D-104. A Cell Associated Pneumococcal Gycosidase Modifies O-linked Glycoconjugates

D. H. Limoli1, C. Marion1, J. L. Abraham1, A. M. Burnaugh1,2, S. J. King1,2;
1The Res. Inst. at Nationwide Children's Hosp., Columbus, OH, 2The Ohio State Univ. Coll. of Med. and Pub. Hlth., Columbus, OH.

Streptococcus pneumoniae is an important human pathogen responsible for more than a millions deaths per year worldwide. Increasing evidence suggests that the ability of S. pneumoniae to manipulate sugars contributes to colonization of the human airway. We have previously demonstrated that S. pneumoniae can modify N-linked glycans and that this may contribute to pneumococcal colonization in a number of ways including growth, affecting function of host defense molecules, and adherence of the bacteria. It is not known, however, if S. pneumoniae can modify O-linked glycans, like those which decorate mucin and are common in the airway. It has previously been reported that S. pneumoniae expresses a secreted O-glycosidase that cleaves Galactose 1-3 linked to N-acetylgalactosamine; however, the gene encoding this activity and the contribution of this enzyme to pneumococcal pathogenesis are as yet unknown. Using a colorimetric assay, we determined that O-glycosidase enzyme activity is not secreted but is cell associated in a sortase-dependent manner. Analysis of the predicted sortase-dependent surface associated proteins in the pneumococcal genome resulted in identification of a candidate gene.
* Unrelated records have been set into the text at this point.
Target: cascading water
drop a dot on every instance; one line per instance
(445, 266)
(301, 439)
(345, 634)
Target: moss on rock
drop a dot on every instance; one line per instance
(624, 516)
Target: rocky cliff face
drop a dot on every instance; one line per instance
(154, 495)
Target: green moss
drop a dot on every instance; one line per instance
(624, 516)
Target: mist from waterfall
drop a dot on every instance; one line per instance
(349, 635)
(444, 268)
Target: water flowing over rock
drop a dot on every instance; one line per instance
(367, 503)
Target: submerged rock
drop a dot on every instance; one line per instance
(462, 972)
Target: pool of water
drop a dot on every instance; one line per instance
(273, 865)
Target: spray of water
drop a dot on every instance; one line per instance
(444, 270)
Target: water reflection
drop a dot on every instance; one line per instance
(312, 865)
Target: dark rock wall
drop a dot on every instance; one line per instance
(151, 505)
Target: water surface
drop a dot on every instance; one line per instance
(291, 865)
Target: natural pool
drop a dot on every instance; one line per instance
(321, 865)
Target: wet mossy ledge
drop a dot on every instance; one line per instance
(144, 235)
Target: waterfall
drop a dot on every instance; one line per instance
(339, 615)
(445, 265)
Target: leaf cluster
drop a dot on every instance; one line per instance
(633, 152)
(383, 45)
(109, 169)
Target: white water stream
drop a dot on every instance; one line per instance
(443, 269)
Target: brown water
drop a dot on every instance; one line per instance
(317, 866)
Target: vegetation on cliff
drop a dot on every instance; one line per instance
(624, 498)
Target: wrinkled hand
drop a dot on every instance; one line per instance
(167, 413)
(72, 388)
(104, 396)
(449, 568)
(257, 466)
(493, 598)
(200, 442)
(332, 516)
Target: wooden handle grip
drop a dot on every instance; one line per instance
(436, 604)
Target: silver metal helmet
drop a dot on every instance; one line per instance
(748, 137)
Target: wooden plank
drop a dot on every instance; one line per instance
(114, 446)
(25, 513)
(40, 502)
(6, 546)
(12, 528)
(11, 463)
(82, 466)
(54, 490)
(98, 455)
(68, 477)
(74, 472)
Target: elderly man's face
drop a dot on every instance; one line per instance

An unmarked non-polar mutant, 1121Δogly, was generated and lacked O-glycosidase activity against the colorimetric substrate compared to the parental strain. Furthermore, we demonstrated using lectin blots that 1121Δogly lacks that ability of the parental strain to deglycosylate the O-linked glycans of model glycoproteins and that this ability can be complemented by the addition of purified enzyme. Experiments are underway to determine the contribution of this enzyme to pneumococcal colonization and disease specifically growth on and movement through mucin. In conclusion, we have identified an O-glycosidase gene and demonstrated that a mutant at this locus is unable to deglycosylate O-linked glycans.